Tema: 2 - Categorización de los juicios morales
Artículo: 2.2 - Objetivismo, Relativismo y Emotivismo
Parte: 2.2.1 - Objetivismo
Objetivismo
La idea básica del Objetivismo es que los juicios morales pueden calificarse de correctos e incorrectos, y el componente determinante para dirimir su correctitud es objetivo, en el sentido que no depende del individuo o de la cultura en la cual se encuentra.
Al tener esa concepción, el Objetivismo considera como pertenecientes a la misma categoría a los juicios morales y a los juicios empíricos. De esta forma, para quienes integran esta corriente de pensamiento, la certeza sobre la correctitud de los juicios morales cuenta con una seguridad idéntica a la que cualquiera puede tener al afirmar, a modo de ejemplo, que la Tierra gira alrededor del Sol.
Si alguien actualmente proclama que el juicio que afirma que la Tierra gira alrededor del Sol es incorrecto, no tendremos ninguna dificultad o duda en afirmar que quién proclama eso está equivocado. Luego podremos, si consideramos necesario, mostrar la evidencia empírica que muestra que efectivamente la Tierra gira alrededor del Sol, y quién rechazaba esta afirmación podrá aceptar la equivocación o no. De todas maneras, la Tierra seguirá girando alrededor del Sol, independientemente de la cultura o tiempo en que resida quién reflexione sobre este hecho.
Tener en mente esta seguridad que sentimos al afirmar la correctitud del juicio empírico que proclama que la Tierra gira alrededor del Sol, nos ayuda a percibir la seguridad, que tiene el Objetivismo, al calificar cualquier juicio moral como correcto o incorrecto.
Existen juicios morales, un ejemplo de ellos puede ser el que afirma que “El genocidio es aborrecible”, que funcionan correctamente con la percepción del Objetivismo sobre estos juicios. Cualquier persona, de la cultura que sea, generalmente siente dicha afirmación como correcta, y si existe alguna persona que no lo ve así, podremos quizás hasta entender las causas que provocaron esa terrible convicción, aunque sus razones no atenuarán nuestra certeza de que se equivoca. Un juicio moral como este, nos es fácil considerarlo como correcto, y sentir además que dicha consideración es objetiva, en línea con la percepción del Objetivismo.

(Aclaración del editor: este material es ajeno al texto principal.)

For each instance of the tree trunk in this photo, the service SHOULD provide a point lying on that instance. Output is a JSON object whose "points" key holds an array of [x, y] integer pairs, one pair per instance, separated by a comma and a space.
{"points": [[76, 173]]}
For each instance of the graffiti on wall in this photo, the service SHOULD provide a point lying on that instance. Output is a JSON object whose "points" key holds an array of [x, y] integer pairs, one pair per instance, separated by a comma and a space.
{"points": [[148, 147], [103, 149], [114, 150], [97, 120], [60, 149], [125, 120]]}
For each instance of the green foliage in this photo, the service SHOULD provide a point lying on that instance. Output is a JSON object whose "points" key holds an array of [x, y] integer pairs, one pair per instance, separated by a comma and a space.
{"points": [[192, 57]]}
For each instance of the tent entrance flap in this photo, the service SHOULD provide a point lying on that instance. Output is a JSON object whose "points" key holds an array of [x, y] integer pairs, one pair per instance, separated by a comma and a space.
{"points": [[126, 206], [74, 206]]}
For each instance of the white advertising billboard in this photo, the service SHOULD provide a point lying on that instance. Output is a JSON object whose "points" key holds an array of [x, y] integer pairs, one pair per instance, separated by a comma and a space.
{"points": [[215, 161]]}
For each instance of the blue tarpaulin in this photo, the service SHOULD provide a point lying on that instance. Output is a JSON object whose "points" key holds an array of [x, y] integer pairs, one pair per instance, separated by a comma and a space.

En cambio, otros juicios morales, tal como el que considera que “La poligamia es repudiable”, generan cuestionamientos a la percepción del Objetivismo. Un juicio como este, es fácilmente considerado como correcto en la mayoría de las culturas de occidente, aunque también es igualmente fácil considerado incorrecto en otras culturas. Personas que disientan sobre la correctitud de este juicio moral, probablemente puedan generar argumentos elaborados que defiendan su percepción, aunque seguramente nunca llegan a un factor común que defina que, uno de ellos y no el otro, tiene la razón. Esta dificultad para encontrar ese determinante objetivo que permita dirimir la correctitud de un juicio moral como este, claramente pone en duda la percepción del Objetivismo.
Esta pareja de ejemplos nos muestra para esta percepción, algo que ocurre para cualquiera de ellas, nos referimos a la existencia de circunstancias que parecen alinearse perfectamente a determinada percepción, y otras que quizás sin llegar a contradecirlas, al menos generan grandes dudas sobre su aplicación universal. Es justamente la diversa adaptación que tiene cada percepción a las distintas circunstancias, el motivo por el cual coexisten varias percepciones.